If you're approved for SSDI and wondering whether your payment is coming this month — or if you're still waiting on a decision and unsure what happens next — the answer depends on where you are in the process. This article breaks down how SSDI payments are scheduled, what can delay or interrupt them, and what different situations look like across the board.
Once you're approved for SSDI, the Social Security Administration assigns your payment date based on your birthday, not when you applied or when you were approved.
Here's how that schedule works:
| Birth Date | Payment Arrives |
|---|---|
| 1st–10th of the month | Second Wednesday of the month |
| 11th–20th of the month | Third Wednesday of the month |
| 21st–31st of the month | Fourth Wednesday of the month |
Exception: If you were receiving Social Security benefits before May 1997, or if you receive both SSDI and SSI, your payment typically arrives on the 3rd of each month.
So if you know your birthday and your approval is in place, you can predict your payment date with reasonable certainty — barring any account issues, holds, or benefit changes.
If you're still in the application or appeals process, there is no payment this month. SSDI does not pay while your case is pending. The stages look like this:
Most people don't receive any payment until they reach approval — either at the initial stage or after an appeal. If you're approved after a long wait, you may be eligible for back pay covering the months between your established onset date and your approval, minus a mandatory five-month waiting period.
Even if you've been receiving SSDI for months or years, certain events can delay, reduce, or stop a payment:
Work activity — If your earnings exceed the Substantial Gainful Activity (SGA) threshold (which adjusts annually — in 2025, it's $1,620/month for non-blind individuals), SSA may determine you're no longer disabled. There are work incentive protections like the Trial Work Period and Extended Period of Eligibility, but ongoing work above SGA can eventually trigger suspension or termination.
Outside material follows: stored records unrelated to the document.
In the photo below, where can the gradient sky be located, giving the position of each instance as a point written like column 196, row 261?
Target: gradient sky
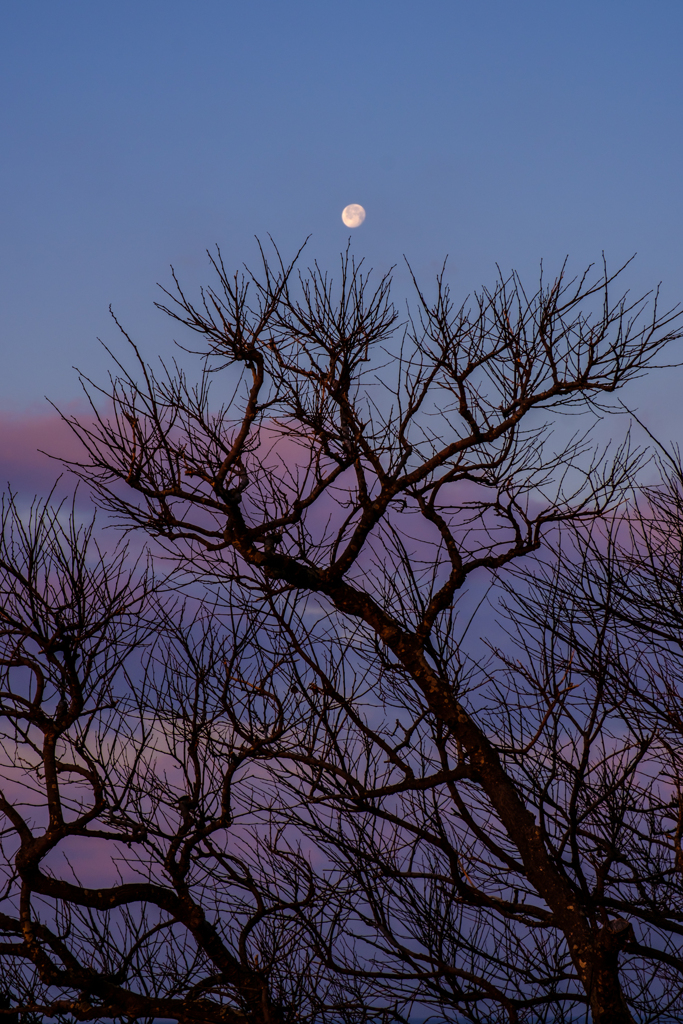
column 136, row 134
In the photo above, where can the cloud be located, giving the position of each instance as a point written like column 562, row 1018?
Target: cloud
column 31, row 445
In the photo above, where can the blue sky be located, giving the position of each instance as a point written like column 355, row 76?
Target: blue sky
column 136, row 134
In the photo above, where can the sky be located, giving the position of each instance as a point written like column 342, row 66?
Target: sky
column 137, row 134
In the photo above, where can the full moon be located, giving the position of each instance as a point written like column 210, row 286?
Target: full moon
column 353, row 215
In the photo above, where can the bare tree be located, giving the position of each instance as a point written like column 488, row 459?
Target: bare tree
column 135, row 852
column 419, row 839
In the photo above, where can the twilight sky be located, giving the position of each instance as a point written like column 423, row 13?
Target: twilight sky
column 136, row 134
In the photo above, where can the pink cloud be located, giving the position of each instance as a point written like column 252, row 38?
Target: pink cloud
column 25, row 438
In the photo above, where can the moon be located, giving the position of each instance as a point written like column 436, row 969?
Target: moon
column 353, row 215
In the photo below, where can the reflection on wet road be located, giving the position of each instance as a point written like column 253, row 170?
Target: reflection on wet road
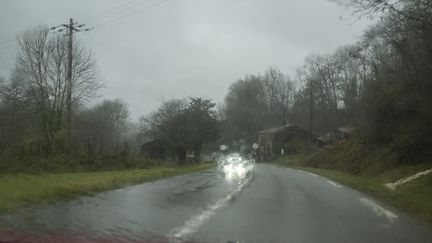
column 272, row 205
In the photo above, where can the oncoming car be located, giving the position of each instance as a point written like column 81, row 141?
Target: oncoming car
column 235, row 166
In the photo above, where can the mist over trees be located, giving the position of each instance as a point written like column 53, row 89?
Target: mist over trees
column 182, row 125
column 33, row 102
column 381, row 84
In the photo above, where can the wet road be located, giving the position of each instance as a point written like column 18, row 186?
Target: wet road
column 272, row 205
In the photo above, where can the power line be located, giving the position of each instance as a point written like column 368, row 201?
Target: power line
column 7, row 47
column 128, row 14
column 113, row 11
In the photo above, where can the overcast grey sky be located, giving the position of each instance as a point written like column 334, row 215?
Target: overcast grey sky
column 183, row 48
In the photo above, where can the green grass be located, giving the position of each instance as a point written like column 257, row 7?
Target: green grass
column 23, row 189
column 414, row 198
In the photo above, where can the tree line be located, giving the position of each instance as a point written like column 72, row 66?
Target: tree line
column 33, row 103
column 381, row 85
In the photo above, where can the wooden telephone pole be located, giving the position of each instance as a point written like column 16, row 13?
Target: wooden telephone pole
column 69, row 82
column 71, row 28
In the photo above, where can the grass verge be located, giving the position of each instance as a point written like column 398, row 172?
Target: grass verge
column 413, row 198
column 18, row 190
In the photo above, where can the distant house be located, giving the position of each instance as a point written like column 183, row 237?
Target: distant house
column 285, row 139
column 152, row 148
column 345, row 132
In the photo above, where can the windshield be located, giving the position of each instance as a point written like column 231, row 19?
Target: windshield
column 216, row 121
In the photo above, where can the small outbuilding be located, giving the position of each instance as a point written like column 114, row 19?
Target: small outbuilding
column 152, row 148
column 278, row 141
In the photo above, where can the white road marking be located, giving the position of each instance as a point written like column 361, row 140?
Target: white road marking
column 402, row 181
column 379, row 211
column 193, row 224
column 333, row 184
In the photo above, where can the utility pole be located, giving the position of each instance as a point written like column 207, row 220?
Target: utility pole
column 69, row 82
column 310, row 110
column 71, row 28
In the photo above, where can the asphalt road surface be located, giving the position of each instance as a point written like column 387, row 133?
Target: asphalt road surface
column 272, row 205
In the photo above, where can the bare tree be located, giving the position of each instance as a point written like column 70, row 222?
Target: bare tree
column 42, row 63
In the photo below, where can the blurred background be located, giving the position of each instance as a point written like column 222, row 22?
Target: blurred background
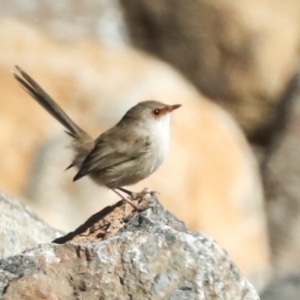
column 233, row 170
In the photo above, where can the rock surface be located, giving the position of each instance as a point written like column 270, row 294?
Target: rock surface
column 20, row 227
column 215, row 188
column 118, row 254
column 287, row 288
column 281, row 172
column 240, row 55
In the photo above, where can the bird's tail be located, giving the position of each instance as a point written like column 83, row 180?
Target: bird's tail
column 83, row 143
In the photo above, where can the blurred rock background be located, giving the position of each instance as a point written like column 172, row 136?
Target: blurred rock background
column 233, row 170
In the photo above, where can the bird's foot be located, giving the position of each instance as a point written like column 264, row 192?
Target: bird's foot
column 144, row 196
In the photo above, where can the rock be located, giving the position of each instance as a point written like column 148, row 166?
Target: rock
column 210, row 178
column 20, row 227
column 281, row 172
column 287, row 288
column 241, row 56
column 148, row 255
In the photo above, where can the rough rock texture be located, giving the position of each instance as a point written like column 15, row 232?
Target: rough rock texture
column 20, row 227
column 281, row 172
column 240, row 54
column 122, row 255
column 215, row 188
column 287, row 288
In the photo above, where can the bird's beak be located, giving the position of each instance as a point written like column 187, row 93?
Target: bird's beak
column 173, row 107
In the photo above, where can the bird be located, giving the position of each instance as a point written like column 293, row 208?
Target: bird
column 123, row 155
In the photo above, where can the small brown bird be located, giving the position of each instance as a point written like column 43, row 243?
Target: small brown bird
column 123, row 155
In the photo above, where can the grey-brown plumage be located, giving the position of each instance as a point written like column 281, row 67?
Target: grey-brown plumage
column 123, row 155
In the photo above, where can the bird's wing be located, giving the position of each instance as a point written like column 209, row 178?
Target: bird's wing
column 111, row 150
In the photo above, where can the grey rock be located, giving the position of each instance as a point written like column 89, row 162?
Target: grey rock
column 287, row 288
column 147, row 255
column 20, row 227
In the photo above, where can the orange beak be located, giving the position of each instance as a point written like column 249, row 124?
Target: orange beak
column 173, row 107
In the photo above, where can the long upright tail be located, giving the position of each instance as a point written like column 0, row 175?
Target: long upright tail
column 83, row 143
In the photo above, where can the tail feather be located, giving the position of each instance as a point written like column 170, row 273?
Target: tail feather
column 82, row 142
column 33, row 88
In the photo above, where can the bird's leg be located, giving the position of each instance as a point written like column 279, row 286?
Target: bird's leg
column 136, row 207
column 145, row 193
column 144, row 196
column 130, row 193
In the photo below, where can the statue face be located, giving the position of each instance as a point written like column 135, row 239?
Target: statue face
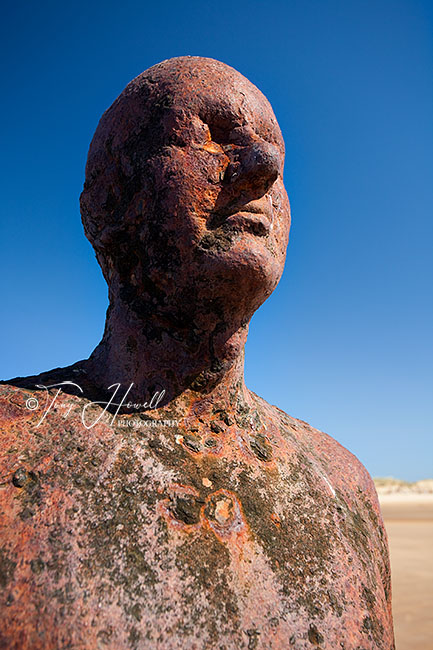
column 214, row 215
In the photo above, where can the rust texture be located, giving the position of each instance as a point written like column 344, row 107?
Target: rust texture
column 215, row 520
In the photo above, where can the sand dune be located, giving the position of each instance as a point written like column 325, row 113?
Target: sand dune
column 408, row 513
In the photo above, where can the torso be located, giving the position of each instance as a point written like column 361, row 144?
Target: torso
column 254, row 531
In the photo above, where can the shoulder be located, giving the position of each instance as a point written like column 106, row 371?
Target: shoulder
column 340, row 468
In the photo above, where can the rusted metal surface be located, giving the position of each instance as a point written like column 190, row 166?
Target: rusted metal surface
column 228, row 524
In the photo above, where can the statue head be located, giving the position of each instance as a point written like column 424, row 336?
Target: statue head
column 183, row 200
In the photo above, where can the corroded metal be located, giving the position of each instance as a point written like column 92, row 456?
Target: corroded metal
column 216, row 520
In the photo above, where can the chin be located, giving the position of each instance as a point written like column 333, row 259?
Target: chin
column 248, row 271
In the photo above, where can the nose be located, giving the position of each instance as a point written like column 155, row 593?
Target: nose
column 255, row 167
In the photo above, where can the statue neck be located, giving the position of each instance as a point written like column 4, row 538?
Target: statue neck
column 191, row 367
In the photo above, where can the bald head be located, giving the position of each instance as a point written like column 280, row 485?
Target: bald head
column 185, row 169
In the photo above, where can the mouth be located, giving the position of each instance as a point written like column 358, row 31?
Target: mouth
column 255, row 217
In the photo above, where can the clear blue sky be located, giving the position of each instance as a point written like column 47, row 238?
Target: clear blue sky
column 345, row 340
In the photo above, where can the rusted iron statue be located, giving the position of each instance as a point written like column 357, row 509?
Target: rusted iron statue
column 215, row 520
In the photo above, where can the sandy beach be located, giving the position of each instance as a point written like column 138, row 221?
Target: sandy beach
column 408, row 519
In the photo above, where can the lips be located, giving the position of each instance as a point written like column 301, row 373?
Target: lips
column 254, row 216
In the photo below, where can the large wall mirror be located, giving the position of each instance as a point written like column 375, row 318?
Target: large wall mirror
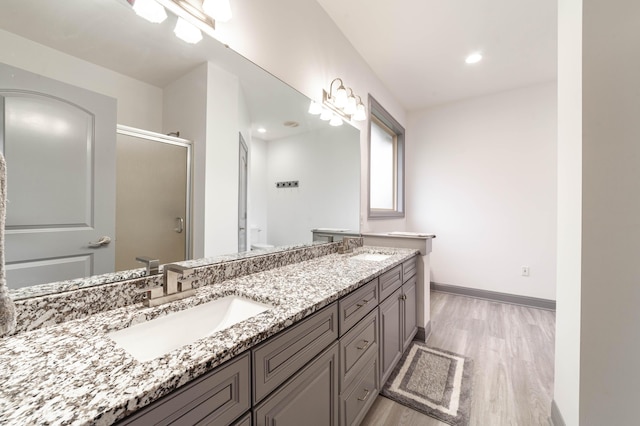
column 247, row 129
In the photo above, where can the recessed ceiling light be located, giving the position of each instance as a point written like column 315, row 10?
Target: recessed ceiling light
column 473, row 58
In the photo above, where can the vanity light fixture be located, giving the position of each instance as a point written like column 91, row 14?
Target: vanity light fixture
column 149, row 10
column 342, row 101
column 335, row 121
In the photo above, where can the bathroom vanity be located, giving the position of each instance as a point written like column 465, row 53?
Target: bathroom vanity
column 337, row 326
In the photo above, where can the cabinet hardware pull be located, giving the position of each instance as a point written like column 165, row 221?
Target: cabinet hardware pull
column 364, row 302
column 366, row 395
column 363, row 347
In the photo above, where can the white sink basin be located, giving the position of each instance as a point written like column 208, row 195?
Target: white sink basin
column 151, row 339
column 372, row 257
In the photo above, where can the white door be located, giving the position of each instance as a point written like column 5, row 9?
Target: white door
column 59, row 144
column 152, row 197
column 242, row 196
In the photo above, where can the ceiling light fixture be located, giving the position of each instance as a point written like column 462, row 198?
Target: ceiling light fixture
column 473, row 58
column 149, row 10
column 343, row 101
column 193, row 12
column 326, row 115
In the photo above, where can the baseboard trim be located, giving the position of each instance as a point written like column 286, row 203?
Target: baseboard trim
column 423, row 333
column 556, row 417
column 515, row 299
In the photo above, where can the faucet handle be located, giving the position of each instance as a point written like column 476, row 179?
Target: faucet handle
column 181, row 270
column 152, row 264
column 175, row 278
column 152, row 292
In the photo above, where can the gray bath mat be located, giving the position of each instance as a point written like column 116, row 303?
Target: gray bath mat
column 433, row 381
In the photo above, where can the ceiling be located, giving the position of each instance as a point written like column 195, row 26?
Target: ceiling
column 417, row 47
column 108, row 33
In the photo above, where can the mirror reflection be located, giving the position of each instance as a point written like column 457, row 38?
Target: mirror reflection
column 248, row 131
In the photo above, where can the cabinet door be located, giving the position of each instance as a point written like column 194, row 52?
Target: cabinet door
column 309, row 398
column 219, row 398
column 390, row 334
column 409, row 299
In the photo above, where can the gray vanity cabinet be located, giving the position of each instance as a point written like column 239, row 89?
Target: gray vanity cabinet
column 390, row 333
column 398, row 321
column 309, row 398
column 277, row 359
column 410, row 323
column 219, row 397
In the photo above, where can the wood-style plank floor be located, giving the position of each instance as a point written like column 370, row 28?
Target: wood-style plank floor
column 513, row 351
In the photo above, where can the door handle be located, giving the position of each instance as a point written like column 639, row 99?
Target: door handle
column 180, row 227
column 102, row 241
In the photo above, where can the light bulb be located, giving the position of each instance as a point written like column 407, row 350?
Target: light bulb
column 326, row 115
column 341, row 97
column 361, row 113
column 335, row 121
column 187, row 31
column 150, row 10
column 220, row 10
column 315, row 108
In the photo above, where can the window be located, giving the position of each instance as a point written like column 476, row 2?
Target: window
column 386, row 164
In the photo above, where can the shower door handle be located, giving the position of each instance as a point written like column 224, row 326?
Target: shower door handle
column 102, row 241
column 180, row 227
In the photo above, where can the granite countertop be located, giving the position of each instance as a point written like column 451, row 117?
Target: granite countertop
column 73, row 373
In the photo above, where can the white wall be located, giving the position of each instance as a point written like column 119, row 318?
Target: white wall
column 481, row 175
column 610, row 293
column 258, row 190
column 323, row 162
column 221, row 175
column 207, row 106
column 139, row 103
column 568, row 292
column 297, row 42
column 185, row 106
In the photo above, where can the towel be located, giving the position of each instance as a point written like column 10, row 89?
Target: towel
column 7, row 308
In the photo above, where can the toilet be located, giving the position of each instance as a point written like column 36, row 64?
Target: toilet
column 255, row 238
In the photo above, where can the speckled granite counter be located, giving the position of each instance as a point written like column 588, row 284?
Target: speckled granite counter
column 73, row 373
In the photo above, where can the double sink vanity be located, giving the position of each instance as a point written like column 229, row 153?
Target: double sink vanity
column 309, row 342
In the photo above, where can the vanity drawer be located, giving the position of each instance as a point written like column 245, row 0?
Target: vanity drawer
column 357, row 305
column 220, row 397
column 356, row 400
column 283, row 355
column 409, row 268
column 356, row 346
column 390, row 281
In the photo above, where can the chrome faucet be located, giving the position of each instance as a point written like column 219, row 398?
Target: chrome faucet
column 346, row 246
column 152, row 265
column 175, row 286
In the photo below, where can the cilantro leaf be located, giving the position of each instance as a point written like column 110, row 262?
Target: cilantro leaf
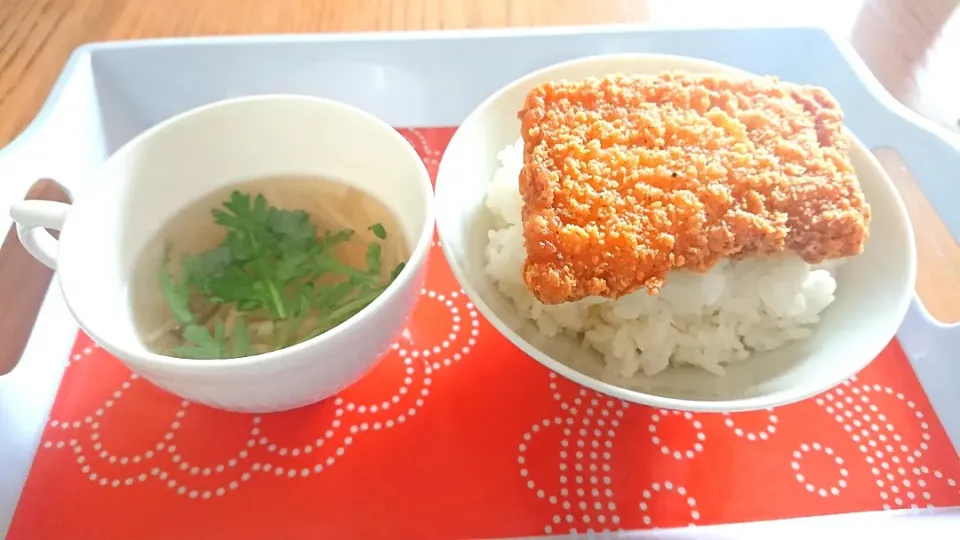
column 378, row 230
column 269, row 264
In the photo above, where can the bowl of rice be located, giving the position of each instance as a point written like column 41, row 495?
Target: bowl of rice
column 675, row 232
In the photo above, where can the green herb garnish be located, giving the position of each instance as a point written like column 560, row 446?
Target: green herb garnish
column 273, row 266
column 378, row 231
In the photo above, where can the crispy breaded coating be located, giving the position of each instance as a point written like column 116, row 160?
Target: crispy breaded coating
column 626, row 178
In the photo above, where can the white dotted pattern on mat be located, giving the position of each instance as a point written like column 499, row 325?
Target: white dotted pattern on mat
column 164, row 462
column 587, row 424
column 894, row 463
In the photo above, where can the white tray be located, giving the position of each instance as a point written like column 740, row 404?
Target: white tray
column 110, row 92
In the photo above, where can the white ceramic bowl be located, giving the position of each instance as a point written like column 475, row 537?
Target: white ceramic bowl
column 873, row 294
column 201, row 151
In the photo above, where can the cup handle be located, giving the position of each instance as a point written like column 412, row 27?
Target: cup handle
column 33, row 218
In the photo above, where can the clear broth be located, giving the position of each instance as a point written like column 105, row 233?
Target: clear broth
column 331, row 205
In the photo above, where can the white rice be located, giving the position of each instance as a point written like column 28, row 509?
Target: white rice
column 706, row 320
Medical reviews — SSA periodically conducts Continuing Disability Reviews (CDRs). If your condition has improved, your benefits could be discontinued. Payments continue during the review unless you miss a required medical exam.
Overpayments — If SSA determines they paid you more than you were owed, they may deduct amounts from future checks. The size and speed of that deduction depends on your specific overpayment amount and any repayment agreement you've made.
Banking or direct deposit issues — If your account information is outdated or your account was closed, SSA can't deliver the payment. This requires contacting SSA directly to update your information.
Address or representative payee changes — Unresolved administrative issues can create temporary holds.
New approvals often come with confusion about the first payment. SSDI has a built-in five-month waiting period from your established onset date — the date SSA determines your disability began. You do not receive benefits for those five months, ever.
So if your onset date is January 1 and you're approved in August, your back pay would begin from June (five months after January). Your first regular monthly payment would then follow your birthday-based schedule. ⚠️
This means the month you get your first check — and how much it covers — depends heavily on when SSA sets your onset date, not just when you applied.
SSDI benefit amounts are calculated from your lifetime earnings record — specifically, your Average Indexed Monthly Earnings (AIME) — not based on your disability or financial need. Two people with identical conditions can receive very different monthly amounts depending on their work history.
The average SSDI payment in 2025 is roughly $1,580/month, but individual payments range widely. Your specific amount can be estimated through your My Social Security account at ssa.gov.
Cost-of-Living Adjustments (COLAs) apply annually, so the amount you receive can shift slightly each January.
Some people receive both SSDI and Supplemental Security Income (SSI). SSI is needs-based and has its own payment schedule (the 1st of each month, or the last business day before if the 1st falls on a weekend or holiday). If you're in this situation, you may receive two separate payments on different dates — each calculated by different rules.
The schedule, the rules, the triggers — those are knowable. What isn't knowable from the outside is where exactly you stand within them. Whether your onset date is set correctly, whether a CDR has been initiated, whether an overpayment flag is attached to your record, whether your banking information is current — those details live in your SSA file, not in a general guide.
If your expected payment didn't arrive, checking your My Social Security account online or calling SSA directly at 1-800-772-1213 is the fastest way to identify the specific reason.